The past two weeks at our clinic have really been something else. I just wanted to take a moment and sing the praises of our local networks of abortion funds and amazing volunteers. An abortion fund offers help for women who are unable to pay for the cost of their abortions. Our local fund has been an amazing resource and increasingly, they've been able to step up to ensure that patients' entire experience is positive and respectful. With the economy going south, jobs in our region disappearing, health insurance scarce and gas prices soaring, it's more and more difficult for our patients to arrange the practical details of getting in for medical care. Due to the number of clinics in our part of the country, some women have travel time of up to four or five hours—if they have a car, that is.
As a staff, we wind up trying to arrange all manner of logistics so patients will have access to abortion care—waiving fees for lab work or sonograms when patients can't find enough money, picking patients up at the bus station, slipping their boyfriends or grandmas a little money for gas out of our own pockets. The local abortion fund, while initially intended to pay for medical care, has agreed to help with everything from bus fare to babysitters. Donating money to any cause can feel a little abstract sometimes. In addition to helping women pay for the abortion itself, here is a list of expenses the fund helped with this week:
2 tanks of gas—one to pick up Jules a few counties over and one to drop off Alanna. Jules' partner was in prison for domestic violence; in his absence, his family had been harassing her, blaming her for his incarceration. She was so fearful of them that she had our volunteer meet her at a local restaurant to ensure their safety. Alanna was staying at a shelter for homeless women with her teenage son that was run by the local church. The workers at the shelter said that they would not *prevent* her from having an abortion, but they would not assist her in any way.
2 hotel rooms—One was for Jules who needed two appointments and worried about her safety if she went home and one was for Mandy, a teenager from a small town four hours away. She and her boyfriend came into the clinic with just days left before they would be over the number of weeks the clinic sets as a cutoff. In our counseling session, I explained that she would need a two-day appointment, and suggested that they find a place to stay nearby. She began to sob. If she and her boyfriend pooled all their money from their summer jobs, they would have just enough for the abortion. She asked if I knew of a safe place where they could sleep in their car or a 24 hour diner where they could wait overnight. None of our volunteers had an open couch that night, so I made a few phone calls and got a discounted rate for them at a local hotel, which the fund agreed to cover.

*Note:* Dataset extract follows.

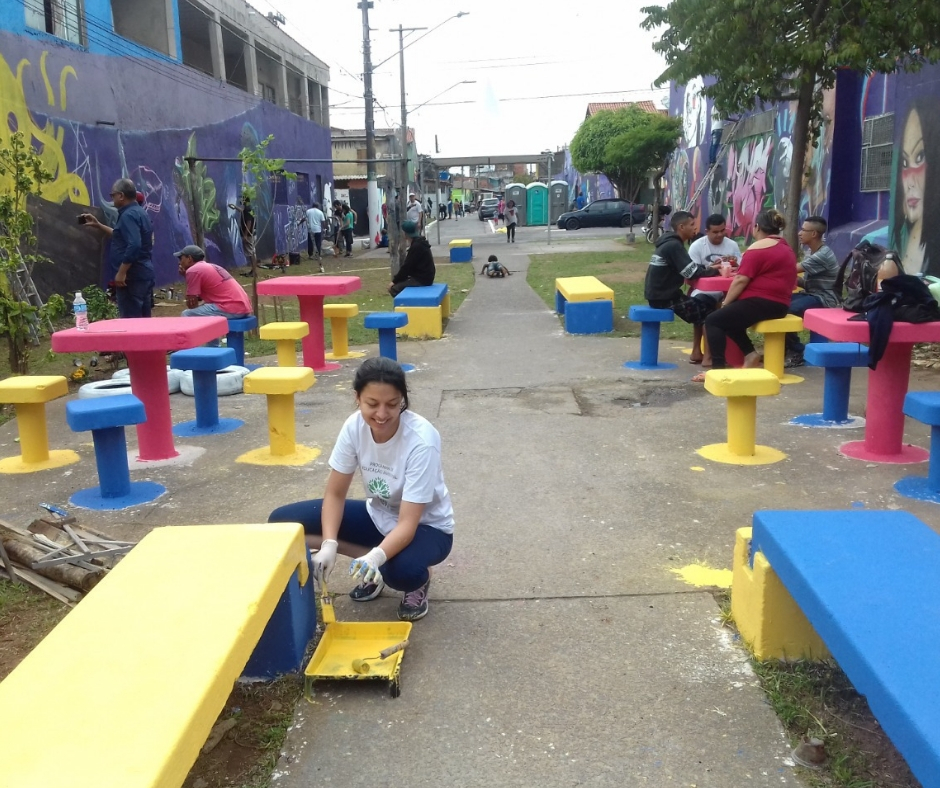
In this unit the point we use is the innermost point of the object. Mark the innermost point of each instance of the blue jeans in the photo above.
(406, 571)
(798, 306)
(136, 299)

1 bus ticket—For Alyssa, who has been coming to us for her well-woman care since she was a teenager. She had run out of money one month, failed to get her birth control on time and was too embarrassed to call us and ask for some sample packs. In our counseling session, she confessed that she had exactly the amount of money needed for her abortion (borrowed from a friend) and had no plan for how to get home after her surgery.

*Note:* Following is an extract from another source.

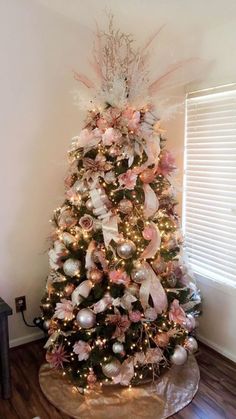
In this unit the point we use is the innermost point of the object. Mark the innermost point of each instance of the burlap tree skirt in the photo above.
(169, 394)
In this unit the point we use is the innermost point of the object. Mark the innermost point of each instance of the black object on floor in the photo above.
(5, 378)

When I think about the difference the abortion fund made in these women's experience, it makes me so proud. What would it have been like for Alanna to have to beg the workers at the shelter for a ride? Some folks might say that this is squandering resources—that Mandy could have slept over in her car. (Maybe so. If you really need access to abortion services, sometimes you gotta do what you gotta do.) But the fund gives us another option. There was a whole community of pro-choice women and men who wanted this to be an okay experience for her. It let us transform that day from a scary experience in a unknown city into one where she and her boyfriend felt safe, valued and listened to. Isn't that what's at the heart of humane, feminist healthcare in the first place?